Office: McKenna 229
Lauren Shizuko Stone is an Assistant Professor of German whose research and teaching interests include literature and culture from the late 18th to the early 20th centuries and their points of intersection with the German philosophical tradition since Kant. She received her MA at Johns Hopkins University in 2008 and her PhD at New York University in 2013. Her research focuses on representations of marginal figures in quotidian culture, with an emphasis on short format prose (e.g., fragments, letters, short stories, and novellas) produced during the rise and solidification of the bourgeois class. Broadly speaking, her work is animated by an interest in how literature renders a range of intractable philosophical problems through poetic language—from the re-appearance of Leibniz’ monad in early 20th century representations of childhood to the construction of gender in expressions of female same-sex desire before Freud. Recently, her work has ranged in topic from flirtation as a question for ordinary language philosophy to the aesthetic production of the non-traditional “family.” And although her research and teaching draw on philosophical ideas, her methodology consistently combines close readings with cultural and historical context.
PUBLICATIONS & CURRENT PROJECTS:
Flirtations: Rhetoric and Aesthetics this Side of Seduction. (Fordham University Press: 2015) Introduction and Co-Editor (with Daniel Hoffman-Schwartz and Barbara Natalie Nagel).
“The ‘Irreducible Double-Stroke’: Flirtation, Felicity, and Sincerity” in Flirtations: Rhetoric and Aesthetics this Side of Seduction. (Fordham University Press: 2015).
"Approximate Family: The Taxonomy of Motherhood in Theodor Storm’s Viola Tricolor” in The Germanic Review, vol 92, no. 1 (2017)
"Beilage zum Brief: On ‘Epistolarity’ and Materiality in Bettine von Arnim’s Die Günderode” in Colloquia Germanica, vol. 47, no. 3 (2017)
Material Worlds - Novelistic Matters of the Nineteenth Century, Special Issue of Colloquia Germanica, vol. 47, no. 3 (2017). Co-edited with Arne Hoecker and Franziska Schweiger.
“Die Kinderstube.
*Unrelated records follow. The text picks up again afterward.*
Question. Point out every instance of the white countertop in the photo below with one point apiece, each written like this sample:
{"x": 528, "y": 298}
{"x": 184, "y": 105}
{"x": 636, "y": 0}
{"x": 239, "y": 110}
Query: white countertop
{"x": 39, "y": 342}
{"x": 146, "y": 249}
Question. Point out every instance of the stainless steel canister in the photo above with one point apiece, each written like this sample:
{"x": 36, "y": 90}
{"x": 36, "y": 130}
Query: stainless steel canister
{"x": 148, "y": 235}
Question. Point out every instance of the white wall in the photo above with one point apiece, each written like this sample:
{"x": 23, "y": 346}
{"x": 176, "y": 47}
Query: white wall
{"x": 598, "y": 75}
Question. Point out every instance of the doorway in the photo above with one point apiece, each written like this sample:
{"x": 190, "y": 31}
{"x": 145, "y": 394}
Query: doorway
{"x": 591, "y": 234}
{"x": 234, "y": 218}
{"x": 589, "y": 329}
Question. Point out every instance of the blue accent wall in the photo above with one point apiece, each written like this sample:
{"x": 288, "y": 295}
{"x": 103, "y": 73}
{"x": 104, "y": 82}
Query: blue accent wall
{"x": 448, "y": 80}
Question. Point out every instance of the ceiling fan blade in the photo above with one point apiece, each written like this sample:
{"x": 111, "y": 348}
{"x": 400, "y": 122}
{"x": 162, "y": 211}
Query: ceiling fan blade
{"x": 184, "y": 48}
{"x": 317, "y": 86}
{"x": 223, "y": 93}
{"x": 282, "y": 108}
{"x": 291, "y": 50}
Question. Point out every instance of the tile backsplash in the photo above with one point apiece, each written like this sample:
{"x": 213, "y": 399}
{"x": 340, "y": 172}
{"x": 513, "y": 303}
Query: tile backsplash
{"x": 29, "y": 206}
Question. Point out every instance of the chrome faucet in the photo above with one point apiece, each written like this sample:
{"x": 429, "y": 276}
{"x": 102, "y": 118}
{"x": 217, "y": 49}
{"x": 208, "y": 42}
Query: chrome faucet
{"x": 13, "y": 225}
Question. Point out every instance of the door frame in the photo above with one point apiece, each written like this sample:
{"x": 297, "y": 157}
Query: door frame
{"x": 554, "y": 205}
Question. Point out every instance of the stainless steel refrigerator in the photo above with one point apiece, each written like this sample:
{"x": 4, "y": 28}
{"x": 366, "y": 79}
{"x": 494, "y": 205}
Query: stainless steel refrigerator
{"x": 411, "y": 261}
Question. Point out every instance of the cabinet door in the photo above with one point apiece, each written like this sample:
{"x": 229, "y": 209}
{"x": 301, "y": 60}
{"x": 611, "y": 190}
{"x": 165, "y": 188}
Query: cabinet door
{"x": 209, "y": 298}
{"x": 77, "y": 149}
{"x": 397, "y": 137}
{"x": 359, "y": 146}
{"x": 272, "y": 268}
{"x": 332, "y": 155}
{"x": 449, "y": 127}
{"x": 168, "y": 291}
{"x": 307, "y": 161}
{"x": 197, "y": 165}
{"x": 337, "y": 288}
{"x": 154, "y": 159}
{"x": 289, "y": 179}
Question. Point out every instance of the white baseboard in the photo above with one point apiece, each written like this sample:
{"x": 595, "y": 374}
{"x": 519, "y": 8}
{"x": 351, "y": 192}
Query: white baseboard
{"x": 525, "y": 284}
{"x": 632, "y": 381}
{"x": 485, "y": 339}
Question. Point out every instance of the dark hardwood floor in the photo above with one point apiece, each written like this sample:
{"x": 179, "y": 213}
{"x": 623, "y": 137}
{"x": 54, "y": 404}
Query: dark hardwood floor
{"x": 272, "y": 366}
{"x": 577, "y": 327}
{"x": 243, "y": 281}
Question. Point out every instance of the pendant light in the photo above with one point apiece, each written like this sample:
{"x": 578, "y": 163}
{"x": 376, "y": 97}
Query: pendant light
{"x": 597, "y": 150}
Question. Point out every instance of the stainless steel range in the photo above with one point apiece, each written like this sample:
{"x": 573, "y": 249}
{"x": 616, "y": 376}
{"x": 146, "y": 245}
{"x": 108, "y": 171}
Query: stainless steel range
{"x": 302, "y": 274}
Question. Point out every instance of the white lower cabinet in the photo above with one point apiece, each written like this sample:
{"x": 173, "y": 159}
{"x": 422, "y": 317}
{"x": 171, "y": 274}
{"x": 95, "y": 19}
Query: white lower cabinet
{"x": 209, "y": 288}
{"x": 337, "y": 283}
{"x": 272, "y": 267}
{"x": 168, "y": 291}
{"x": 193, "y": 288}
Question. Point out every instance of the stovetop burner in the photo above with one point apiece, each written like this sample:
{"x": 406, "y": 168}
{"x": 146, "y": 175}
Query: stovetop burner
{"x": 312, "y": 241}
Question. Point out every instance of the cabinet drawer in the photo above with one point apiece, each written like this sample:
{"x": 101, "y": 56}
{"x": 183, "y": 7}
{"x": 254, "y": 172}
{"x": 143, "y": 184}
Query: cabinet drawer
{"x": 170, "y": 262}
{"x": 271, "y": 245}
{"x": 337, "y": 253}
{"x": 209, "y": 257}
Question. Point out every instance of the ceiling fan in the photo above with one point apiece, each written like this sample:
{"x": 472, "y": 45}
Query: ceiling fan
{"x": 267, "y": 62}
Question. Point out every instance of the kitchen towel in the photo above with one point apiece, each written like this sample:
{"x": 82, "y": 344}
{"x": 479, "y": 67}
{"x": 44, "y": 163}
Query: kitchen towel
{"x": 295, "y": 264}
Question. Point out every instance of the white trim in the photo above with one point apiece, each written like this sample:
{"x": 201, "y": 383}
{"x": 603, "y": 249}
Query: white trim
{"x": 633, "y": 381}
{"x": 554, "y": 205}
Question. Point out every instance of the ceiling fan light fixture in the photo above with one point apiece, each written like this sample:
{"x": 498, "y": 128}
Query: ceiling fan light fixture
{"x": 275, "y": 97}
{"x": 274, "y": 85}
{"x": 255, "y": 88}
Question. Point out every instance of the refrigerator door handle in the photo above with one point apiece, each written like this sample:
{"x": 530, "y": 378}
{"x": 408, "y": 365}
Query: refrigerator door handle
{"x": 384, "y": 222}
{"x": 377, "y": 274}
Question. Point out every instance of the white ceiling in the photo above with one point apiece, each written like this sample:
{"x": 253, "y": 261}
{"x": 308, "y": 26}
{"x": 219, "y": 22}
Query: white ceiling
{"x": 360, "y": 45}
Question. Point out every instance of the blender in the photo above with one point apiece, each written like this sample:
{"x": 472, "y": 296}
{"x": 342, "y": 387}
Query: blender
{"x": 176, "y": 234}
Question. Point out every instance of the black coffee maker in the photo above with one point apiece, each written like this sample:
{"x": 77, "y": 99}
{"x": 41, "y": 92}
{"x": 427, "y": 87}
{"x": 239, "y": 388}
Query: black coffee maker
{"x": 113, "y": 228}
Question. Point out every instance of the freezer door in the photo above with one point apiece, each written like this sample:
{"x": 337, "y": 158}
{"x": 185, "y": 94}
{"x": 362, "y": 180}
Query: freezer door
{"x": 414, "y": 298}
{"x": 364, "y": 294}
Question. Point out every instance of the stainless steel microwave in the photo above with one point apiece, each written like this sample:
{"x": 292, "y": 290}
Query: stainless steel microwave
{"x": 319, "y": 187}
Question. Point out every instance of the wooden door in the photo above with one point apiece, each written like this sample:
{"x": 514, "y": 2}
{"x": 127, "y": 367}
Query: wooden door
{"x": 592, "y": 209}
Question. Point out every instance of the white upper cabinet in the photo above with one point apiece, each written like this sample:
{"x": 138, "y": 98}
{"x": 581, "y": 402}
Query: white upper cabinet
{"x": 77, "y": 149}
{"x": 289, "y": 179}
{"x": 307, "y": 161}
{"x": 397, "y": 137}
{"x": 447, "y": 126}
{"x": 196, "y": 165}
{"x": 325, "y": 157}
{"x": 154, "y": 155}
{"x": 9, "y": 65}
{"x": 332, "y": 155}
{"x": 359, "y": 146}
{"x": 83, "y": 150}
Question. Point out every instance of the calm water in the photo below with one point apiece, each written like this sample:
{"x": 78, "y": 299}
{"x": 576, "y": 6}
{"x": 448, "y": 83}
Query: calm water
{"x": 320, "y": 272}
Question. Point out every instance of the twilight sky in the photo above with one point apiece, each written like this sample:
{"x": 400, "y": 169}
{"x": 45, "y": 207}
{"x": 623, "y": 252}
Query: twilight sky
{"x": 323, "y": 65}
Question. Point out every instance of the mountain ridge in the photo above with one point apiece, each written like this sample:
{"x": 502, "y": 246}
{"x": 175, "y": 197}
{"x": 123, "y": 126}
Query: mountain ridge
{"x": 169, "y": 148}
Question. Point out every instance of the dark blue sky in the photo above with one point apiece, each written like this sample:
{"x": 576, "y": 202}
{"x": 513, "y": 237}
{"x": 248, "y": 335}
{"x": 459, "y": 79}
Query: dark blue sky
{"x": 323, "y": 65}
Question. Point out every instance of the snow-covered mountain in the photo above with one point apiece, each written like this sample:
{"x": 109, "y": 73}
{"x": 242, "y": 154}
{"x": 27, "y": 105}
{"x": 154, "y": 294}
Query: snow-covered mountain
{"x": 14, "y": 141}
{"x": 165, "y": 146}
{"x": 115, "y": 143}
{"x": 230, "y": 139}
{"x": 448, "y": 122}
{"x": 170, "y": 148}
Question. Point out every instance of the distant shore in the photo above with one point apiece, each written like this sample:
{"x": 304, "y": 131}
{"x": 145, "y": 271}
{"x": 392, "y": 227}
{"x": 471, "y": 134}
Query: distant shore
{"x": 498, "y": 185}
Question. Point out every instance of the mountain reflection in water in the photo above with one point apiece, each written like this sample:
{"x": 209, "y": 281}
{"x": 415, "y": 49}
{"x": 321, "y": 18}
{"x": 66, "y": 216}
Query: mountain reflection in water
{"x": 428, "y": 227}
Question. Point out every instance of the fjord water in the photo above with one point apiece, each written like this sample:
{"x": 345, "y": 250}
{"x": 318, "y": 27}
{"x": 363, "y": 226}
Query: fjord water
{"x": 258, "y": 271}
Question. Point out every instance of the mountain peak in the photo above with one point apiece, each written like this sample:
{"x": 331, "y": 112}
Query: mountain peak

The Space of Poesis in Rilke’s Prose Work” on the relationship between representations of ordinary child-like intuition of the home and the poetic imagination.” in German Quarterly (Forthcoming: 2017).
Kinderstuben. The “Small Worlds” of Childhood in Stifter, Rilke, and Benjamin examines tropes of containment and circumscription in representations of childhood spaces. The book argues that these serve as experimental zones for working out the relationship between empirical, everyday experience and synthetic notions such as fantasy, history, or transcendence. (In-progress)
Love Letters: Translating ‘Freundschaft' and ‘Frauenliebe' between Romanticism and Freud on translation, metaphor, and infelicity, in the poetry and letters of the Droste-Schopenhauer circle. (In-Progress).